C Zydrunas Ilgauskas, 2003-10 (Cavaliers), 2010-11 (Heat)
Big Z was the starting center for the Cavaliers in LeBron's first six years in the league and joined James in Miami for the first season of James' four-year run with the Heat.
His best statistical season with LeBron was 2004-05, when he averaged 16.9 points, 8.6 rebounds and 2.1 blocked shots to earn the second and final All-Star nod of his career.
SG Ray Allen, 2012-14, Heat
Allen's former Celtics teammates still don't talk to him to this day after he left Boston to ring-chase with Miami for the final two seasons of his career. But as a member of the Heat, Allen did a lot more than simply tag along for the ride.
In Game 6 of the 2013 NBA Finals, Allen hit one of the biggest shots in history by draining a corner 3-pointer that prevented San Antonio from closing out the series. Without that shot, LeBron wins only one title in Miami and his overall record in the championship round for his career looks a whole lot worse.

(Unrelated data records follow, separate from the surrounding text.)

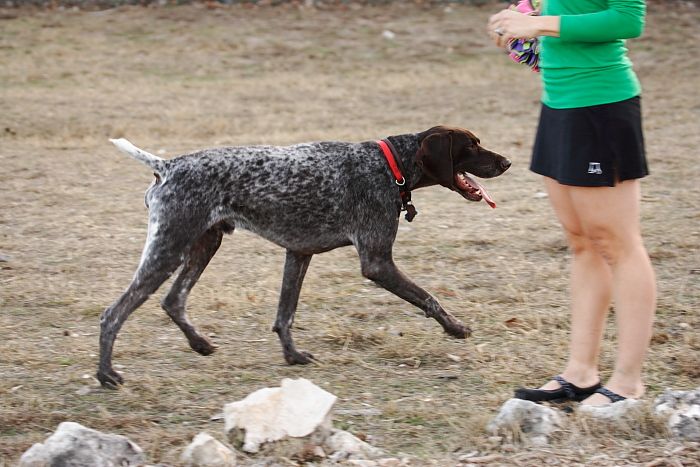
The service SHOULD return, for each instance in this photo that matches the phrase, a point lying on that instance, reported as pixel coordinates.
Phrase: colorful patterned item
(526, 51)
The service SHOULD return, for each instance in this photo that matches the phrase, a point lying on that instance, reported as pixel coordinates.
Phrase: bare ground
(72, 225)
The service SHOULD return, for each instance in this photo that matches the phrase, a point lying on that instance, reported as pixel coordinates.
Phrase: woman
(590, 150)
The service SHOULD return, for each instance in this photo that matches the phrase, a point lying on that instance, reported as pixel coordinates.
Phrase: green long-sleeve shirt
(588, 64)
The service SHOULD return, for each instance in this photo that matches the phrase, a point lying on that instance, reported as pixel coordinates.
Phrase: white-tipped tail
(151, 160)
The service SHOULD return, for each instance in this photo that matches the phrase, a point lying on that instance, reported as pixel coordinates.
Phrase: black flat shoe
(567, 392)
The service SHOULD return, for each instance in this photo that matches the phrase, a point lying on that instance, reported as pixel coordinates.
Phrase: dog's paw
(110, 379)
(299, 358)
(202, 346)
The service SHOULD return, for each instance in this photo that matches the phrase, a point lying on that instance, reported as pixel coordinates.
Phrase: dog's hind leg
(174, 303)
(295, 267)
(378, 266)
(161, 257)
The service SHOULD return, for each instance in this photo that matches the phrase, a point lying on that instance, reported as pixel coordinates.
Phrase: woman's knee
(595, 241)
(610, 244)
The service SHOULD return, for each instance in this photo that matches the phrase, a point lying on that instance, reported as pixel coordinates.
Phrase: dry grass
(174, 79)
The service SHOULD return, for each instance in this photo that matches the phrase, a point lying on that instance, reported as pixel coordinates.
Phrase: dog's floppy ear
(435, 158)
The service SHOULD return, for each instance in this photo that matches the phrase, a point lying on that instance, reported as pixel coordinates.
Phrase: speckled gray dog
(308, 198)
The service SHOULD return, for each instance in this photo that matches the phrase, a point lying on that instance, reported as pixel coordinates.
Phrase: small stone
(74, 444)
(345, 445)
(205, 451)
(536, 422)
(682, 410)
(454, 358)
(296, 409)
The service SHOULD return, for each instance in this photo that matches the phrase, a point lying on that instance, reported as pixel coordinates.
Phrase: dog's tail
(153, 161)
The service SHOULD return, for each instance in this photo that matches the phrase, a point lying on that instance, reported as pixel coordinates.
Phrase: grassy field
(174, 79)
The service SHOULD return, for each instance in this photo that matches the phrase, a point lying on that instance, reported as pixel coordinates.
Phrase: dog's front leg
(378, 266)
(295, 267)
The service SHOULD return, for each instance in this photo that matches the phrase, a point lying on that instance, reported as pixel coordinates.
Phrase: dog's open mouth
(471, 189)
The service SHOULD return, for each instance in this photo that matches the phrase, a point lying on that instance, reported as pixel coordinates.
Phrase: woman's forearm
(547, 25)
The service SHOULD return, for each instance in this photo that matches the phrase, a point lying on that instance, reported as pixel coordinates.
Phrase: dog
(307, 198)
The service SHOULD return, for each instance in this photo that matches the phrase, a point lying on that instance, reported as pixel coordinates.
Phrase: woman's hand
(508, 24)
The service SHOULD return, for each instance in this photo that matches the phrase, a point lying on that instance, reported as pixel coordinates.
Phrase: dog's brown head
(450, 156)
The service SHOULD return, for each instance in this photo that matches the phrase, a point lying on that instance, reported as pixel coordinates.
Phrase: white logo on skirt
(594, 168)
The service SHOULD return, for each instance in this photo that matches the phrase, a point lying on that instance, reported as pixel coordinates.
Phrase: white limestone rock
(206, 451)
(74, 445)
(536, 422)
(682, 409)
(297, 409)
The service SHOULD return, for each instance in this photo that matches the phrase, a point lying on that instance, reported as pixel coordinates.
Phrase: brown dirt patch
(178, 78)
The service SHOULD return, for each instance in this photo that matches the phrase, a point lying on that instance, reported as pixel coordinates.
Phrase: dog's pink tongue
(488, 198)
(484, 194)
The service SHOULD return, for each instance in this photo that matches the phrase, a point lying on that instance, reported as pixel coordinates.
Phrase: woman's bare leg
(590, 290)
(609, 217)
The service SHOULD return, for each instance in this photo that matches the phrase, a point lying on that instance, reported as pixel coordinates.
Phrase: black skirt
(591, 146)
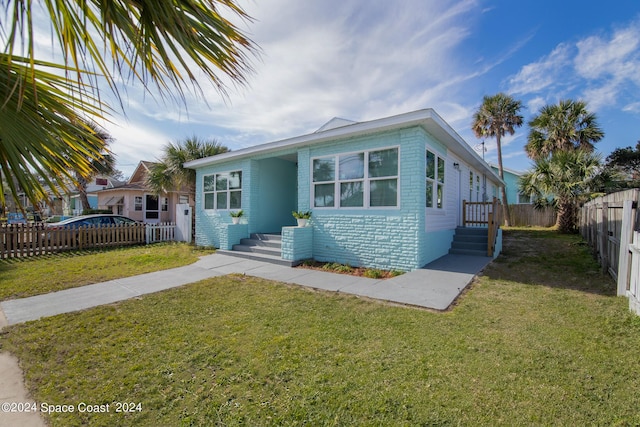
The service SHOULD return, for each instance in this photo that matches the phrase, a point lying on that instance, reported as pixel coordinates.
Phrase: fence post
(604, 238)
(626, 238)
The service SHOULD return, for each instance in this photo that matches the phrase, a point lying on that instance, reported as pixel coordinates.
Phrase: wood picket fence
(27, 240)
(610, 226)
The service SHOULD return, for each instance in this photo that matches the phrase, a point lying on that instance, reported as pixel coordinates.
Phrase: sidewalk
(435, 286)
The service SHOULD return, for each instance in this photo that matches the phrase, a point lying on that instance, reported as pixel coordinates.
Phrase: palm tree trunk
(505, 203)
(566, 221)
(82, 193)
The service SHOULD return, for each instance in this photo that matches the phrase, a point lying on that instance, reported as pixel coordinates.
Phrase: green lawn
(26, 277)
(540, 339)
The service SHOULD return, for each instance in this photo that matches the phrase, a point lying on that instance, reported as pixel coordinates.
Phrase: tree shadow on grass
(547, 258)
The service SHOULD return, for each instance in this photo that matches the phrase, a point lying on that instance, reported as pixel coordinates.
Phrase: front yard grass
(24, 277)
(539, 339)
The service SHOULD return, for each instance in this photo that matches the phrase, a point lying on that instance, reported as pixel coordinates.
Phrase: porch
(479, 235)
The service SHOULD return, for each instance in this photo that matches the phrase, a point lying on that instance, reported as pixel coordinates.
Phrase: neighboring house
(512, 186)
(134, 200)
(96, 184)
(385, 193)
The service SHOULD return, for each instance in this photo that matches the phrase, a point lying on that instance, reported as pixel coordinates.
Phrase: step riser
(474, 239)
(258, 257)
(468, 245)
(467, 252)
(470, 241)
(257, 250)
(261, 243)
(266, 237)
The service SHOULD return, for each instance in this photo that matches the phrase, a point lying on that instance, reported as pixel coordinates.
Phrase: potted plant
(235, 216)
(301, 217)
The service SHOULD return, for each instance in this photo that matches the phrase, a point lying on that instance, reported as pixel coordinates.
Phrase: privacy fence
(26, 240)
(530, 216)
(610, 226)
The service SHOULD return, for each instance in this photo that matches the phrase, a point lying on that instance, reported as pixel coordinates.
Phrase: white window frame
(436, 182)
(366, 202)
(215, 192)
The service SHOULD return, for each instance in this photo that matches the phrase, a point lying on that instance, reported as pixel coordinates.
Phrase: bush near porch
(539, 339)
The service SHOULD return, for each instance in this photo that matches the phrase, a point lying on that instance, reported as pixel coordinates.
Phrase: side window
(435, 175)
(223, 190)
(367, 179)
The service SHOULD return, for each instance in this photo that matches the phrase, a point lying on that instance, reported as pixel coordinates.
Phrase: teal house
(512, 186)
(386, 193)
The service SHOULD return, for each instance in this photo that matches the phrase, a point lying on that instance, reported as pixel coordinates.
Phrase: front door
(151, 209)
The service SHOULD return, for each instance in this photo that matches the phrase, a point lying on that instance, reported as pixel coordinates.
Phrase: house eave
(428, 119)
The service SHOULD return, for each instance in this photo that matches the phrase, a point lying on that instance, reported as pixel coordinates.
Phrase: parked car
(16, 218)
(95, 220)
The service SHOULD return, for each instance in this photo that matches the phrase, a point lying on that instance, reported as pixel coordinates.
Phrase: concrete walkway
(435, 286)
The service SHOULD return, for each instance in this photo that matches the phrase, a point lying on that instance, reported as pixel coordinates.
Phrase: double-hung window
(435, 181)
(223, 190)
(356, 180)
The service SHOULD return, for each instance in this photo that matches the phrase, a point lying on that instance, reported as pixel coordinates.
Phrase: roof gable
(334, 123)
(427, 119)
(141, 171)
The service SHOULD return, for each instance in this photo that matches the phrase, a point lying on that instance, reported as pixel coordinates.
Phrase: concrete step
(258, 249)
(272, 259)
(472, 231)
(273, 237)
(470, 241)
(468, 252)
(470, 238)
(475, 246)
(262, 243)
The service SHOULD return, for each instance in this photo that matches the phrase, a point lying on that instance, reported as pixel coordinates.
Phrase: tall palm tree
(169, 173)
(164, 44)
(567, 125)
(496, 117)
(570, 176)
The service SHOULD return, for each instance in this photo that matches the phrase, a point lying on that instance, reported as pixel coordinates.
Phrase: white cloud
(634, 107)
(601, 69)
(340, 59)
(535, 104)
(542, 74)
(616, 56)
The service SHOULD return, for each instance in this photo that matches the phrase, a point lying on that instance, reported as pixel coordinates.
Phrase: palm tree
(43, 104)
(103, 166)
(169, 173)
(570, 176)
(560, 127)
(497, 116)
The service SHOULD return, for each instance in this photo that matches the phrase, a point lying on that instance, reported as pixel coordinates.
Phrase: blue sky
(368, 59)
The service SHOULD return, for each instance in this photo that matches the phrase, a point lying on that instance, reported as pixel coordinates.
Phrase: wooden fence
(26, 240)
(528, 216)
(608, 225)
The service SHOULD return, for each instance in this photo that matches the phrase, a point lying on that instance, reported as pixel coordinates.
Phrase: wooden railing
(27, 240)
(484, 214)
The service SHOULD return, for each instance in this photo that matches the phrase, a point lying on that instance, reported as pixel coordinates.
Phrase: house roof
(337, 128)
(511, 171)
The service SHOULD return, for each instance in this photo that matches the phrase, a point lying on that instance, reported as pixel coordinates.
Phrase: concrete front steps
(470, 241)
(260, 247)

PF Kevin Love, 2014-present, Cavaliers
Despite being the constant subject of trade rumors from almost the moment he arrived in Cleveland, Love has managed to block out the noise and fit in with LeBron and the rest of his teammates about as well as possible.
Love gives the Cavaliers what they need when they need it and just had his best statistical season with the team since coming to Cleveland in 2014. He averaged 19 points and 11.1 rebounds this season, and let's not forget that he's the one who locked up Stephen Curry at the end of a Game 7 victory in the 2016 NBA Finals.
PF Chris Bosh, 2010-14, Heat
Bosh came to Miami at the same time LeBron did and was a key component of the Heat teams that made four straight Finals appearances and won consecutive championships in 2012 and 2013.
Despite taking on a reduced role from the one he had in his Toronto days, Bosh was an All-Star in all four seasons he played alongside LeBron and Dwyane Wade, and Miami wouldn't have won those titles without him.
PG Kyrie Irving, 2014-present, Cavaliers
LeBron was off chasing titles in Miami when Irving came into the league as a 19-year-old rookie in 2012, but the point guard has now emerged as the second-best player on the team -- one who is capable of taking over whenever James isn't inclined to do so himself.
Irving averaged a career-best 25.2 points per game this season and hit what was effectively the game-winner in Game 7 of the 2016 NBA Finals.
SG Dwyane Wade, 2010-14, Heat
When LeBron came to Miami in 2010, Wade already had a championship to his name and was well on the way to the Hall of Fame. But after that first season together, when he essentially kept pace with James in terms of carrying the scoring load, injuries and a general overall decline made it tough to continue in that role. Wade did more than enough, however, to make sure they made it to four straight Finals together, winning two titles along the way.